Станислав Рассадин - Книга прощания
– Вы помните брюсовский перевод «Болезни» Роденбаха?
Я – помнил, и мы завели согласным дуэтом:
Болезнь нам тихое дает уединенье,
И я ее сравню с усталым челноком,
Который спит в воде без ветра, без движенья,
Привязан к берегу веревкою с кольцом.
Все лето он скользил по возмущенной влаге…
– Не правда ли, хорошо, голубчик?
…Под песни шумные лазурный свод дробя.
Потешные огни да праздничные флаги,
Вот все, что каждый день он видел вкруг себя.
Настал октябрь; теперь челнок с молчаньем дружен,
Теперь вокруг него синеет небосклон.
Свободен стал челнок: он никому не нужен!
И, всей земле чужой, он небом окружен!
Правда, в отличие от бельгийца, удовлетворяться этим сознанием Маршак никак не соглашался.
В воспоминаниях Владимира Лакшина есть эпизод: к нему, начальствовавшему над отделом «Литературной газеты», подхожу я, тогда его подчиненный, и заявляю, отнюдь не испрашивая позволения: «Я уезжаю из редакции.

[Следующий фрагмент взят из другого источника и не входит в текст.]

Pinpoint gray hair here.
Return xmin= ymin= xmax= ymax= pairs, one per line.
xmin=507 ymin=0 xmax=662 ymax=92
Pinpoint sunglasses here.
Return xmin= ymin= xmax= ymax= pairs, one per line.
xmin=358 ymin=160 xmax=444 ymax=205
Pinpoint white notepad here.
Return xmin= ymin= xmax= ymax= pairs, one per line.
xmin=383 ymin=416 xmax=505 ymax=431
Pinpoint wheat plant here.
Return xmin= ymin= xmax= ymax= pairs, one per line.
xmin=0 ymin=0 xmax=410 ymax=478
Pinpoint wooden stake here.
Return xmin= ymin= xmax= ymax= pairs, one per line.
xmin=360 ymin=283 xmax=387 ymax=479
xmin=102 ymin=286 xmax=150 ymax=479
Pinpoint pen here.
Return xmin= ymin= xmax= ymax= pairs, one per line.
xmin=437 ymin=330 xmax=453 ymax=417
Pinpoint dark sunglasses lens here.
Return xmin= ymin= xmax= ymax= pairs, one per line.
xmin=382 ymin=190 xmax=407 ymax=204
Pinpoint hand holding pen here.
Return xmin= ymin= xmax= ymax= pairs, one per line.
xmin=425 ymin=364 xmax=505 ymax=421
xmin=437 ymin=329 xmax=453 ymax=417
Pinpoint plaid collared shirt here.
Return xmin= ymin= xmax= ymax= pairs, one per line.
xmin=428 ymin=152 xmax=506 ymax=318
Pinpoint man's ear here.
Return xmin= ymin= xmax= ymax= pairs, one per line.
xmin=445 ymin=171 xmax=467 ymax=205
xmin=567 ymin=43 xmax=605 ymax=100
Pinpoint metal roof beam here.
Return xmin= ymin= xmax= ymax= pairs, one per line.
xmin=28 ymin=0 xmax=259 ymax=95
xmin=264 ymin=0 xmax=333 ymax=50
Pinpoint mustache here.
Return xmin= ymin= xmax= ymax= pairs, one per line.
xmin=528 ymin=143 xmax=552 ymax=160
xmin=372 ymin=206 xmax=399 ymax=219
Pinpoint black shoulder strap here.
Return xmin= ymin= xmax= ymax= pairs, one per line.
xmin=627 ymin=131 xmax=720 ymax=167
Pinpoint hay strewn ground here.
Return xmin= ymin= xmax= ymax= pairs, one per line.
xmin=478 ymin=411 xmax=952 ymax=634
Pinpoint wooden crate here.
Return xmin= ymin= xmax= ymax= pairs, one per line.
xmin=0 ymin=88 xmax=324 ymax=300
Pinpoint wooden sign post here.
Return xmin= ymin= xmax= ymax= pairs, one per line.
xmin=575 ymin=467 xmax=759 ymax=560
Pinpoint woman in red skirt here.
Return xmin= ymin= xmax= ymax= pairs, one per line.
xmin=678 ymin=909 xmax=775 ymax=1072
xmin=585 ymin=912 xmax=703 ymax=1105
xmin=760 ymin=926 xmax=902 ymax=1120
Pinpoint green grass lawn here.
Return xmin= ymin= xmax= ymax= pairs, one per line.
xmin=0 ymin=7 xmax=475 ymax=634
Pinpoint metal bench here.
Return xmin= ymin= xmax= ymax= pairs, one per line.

Меня вызвал Маршак». А наутро: «Ну что, привез что-нибудь для газеты?» – «Нет, но Самуил Яковлевич читал мне свою пьесу, и мы так хорошо поговорили».
Так и было. Вызывал – Берестова, Коржавина, Чухон- цева, потом и самого Лакшина; мог вызвать аж Твардовского. Тот однажды не выдержал:
– Послушай, Самуил Яковлевич, я ведь в некотором смысле тоже Маршак.
– Я не желаю с тобой разговаривать! – швырнул тот в обиде и ярости трубку, и Твардовский, почертыхавшись, бросил свои новомировские дела, поехал мириться.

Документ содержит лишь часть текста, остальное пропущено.